After reading about him and watching the above videos, everything about Huey Lewis and the News just seemed to click for me. I got a hold of their best-selling album Sports and a greatest hits collection and really found myself enjoying the songs. I guess something that I really appreciate about the band is that they came right at the beginning of image starting to dominate music, a time when a band full of mid-thirties quasi-dad-rockers playing pop-rock-funk-new wave could still be cool. Combine a blues pub rock band, a new wave band and the guitar/saxophone player from Sly and the Family Stone, and apparently you get the News. They just seem fun. As The Hold Steady say in the video, it seems like when Huey Lewis and the News get onstage, everybody is ready to party and have a good time

Huey, to me, seems like that friend of your parents who, rather than settling down and starting a family, kept playing in a band. He is under-dressed when your parents have parties, starts drinking earlier and is the only one who swears in front of you.

I guess it just happens to be that his band put out two of the biggest albums of the 80's.

I'm also a sucker for big bands. I fucking love that every Motown track has a huge band on it, which in turn makes the songs sound big. Or Bruce Springsteen, how much does the E-Street Band add over a traditional two guitars, bass and drums outfit? Come to think of it, Huey Lewis and the News is almost a corny 80's version of 70's Bruce, just with less good lyrics. I don't mean to say that his lyrics are bad, because they are actually better than you would think, but c'mon, it's The Boss.

What I was trying to get at in the last paragraph is that I appreciate that everyone in the News plays their instrument. I know that sounds dumb, but bear with me. The News was assembled by combining Clover and another San Francisco band Soundhole. They're almost like a collection of session musicians, but not quite. I guess that I've just grown accustomed to the punk ethos of starting a band no matter if you play an instrument or not, but the fact that everyone in The News is good at their instrument and plays one instrument in particular adds a lot to the music. The basslines are good (dude, I fucking love the bass playing in Huey Lewis and the News) are good because he's only concerned with writing bass, not with anything else in the band.

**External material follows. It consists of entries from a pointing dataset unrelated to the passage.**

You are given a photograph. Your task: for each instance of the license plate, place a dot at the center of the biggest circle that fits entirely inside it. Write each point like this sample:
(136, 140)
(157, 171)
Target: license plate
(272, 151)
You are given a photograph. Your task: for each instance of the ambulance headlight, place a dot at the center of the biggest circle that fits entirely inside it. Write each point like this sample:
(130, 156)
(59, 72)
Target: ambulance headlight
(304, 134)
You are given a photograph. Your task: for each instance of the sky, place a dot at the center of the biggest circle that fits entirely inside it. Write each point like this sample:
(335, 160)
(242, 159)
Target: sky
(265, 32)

I hope that this video will maybe illustrate some of what I'm trying to say:


First of all, can everyone please note how good of a live singer Huey Lewis is? Also, how tight the band is.

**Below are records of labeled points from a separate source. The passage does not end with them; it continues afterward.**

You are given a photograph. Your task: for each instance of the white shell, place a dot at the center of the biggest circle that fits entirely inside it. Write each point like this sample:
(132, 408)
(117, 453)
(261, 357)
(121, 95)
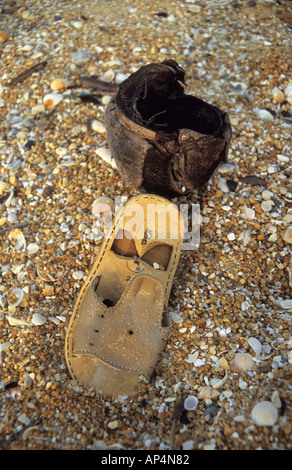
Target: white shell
(32, 248)
(98, 126)
(102, 205)
(52, 99)
(255, 345)
(18, 293)
(17, 239)
(4, 346)
(265, 115)
(38, 319)
(286, 304)
(3, 187)
(106, 156)
(108, 76)
(249, 213)
(191, 403)
(59, 84)
(243, 362)
(208, 392)
(264, 413)
(287, 237)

And man, what a fucking good song.

That video, being from 1987, represents Huey Lewis and the News when they were at the height of their popularity as it probably comes the Fore! world tour. Look how big the set up and band is. Fucking 11 members. They also clearly know exactly how to market themselves. They make themselves seem like everyman, working, lifer musicians by having Huey come out in a plaid shirt, but they're anything but. They are huge pop stars touring on an album that went to number 1 in four countries and sold 5 million copies. That images works for them though and I fucking love it.

The inverse is that they actually are like that and titled their biggest album Sports because they love sports, which would be just tremendous.

Like The Hold Steady, I have a sneaking suspicion that Huey Lewis might actually be a cool guy and lifer musician, which I always appreciate. Look at this article, again from the AV Club, sorry for going overboard on links from them, where he speaks about the importance of live music versus recorded music at sporting events. Not only do wholeheartedly agree with what he's saying and get funny feelings in my chest at him describing the organic sounds of a baseball game, but "live bands are culturally valuable in that they connect a team to a local music community in a real way"? That's just a great statement.

He just seems to come off as really humble most of the time, which I suppose is something that is always attractive in pop starts.

I can't believe how much I have come to like Huey Lewis and the News in the lasts three days. Who would have thought?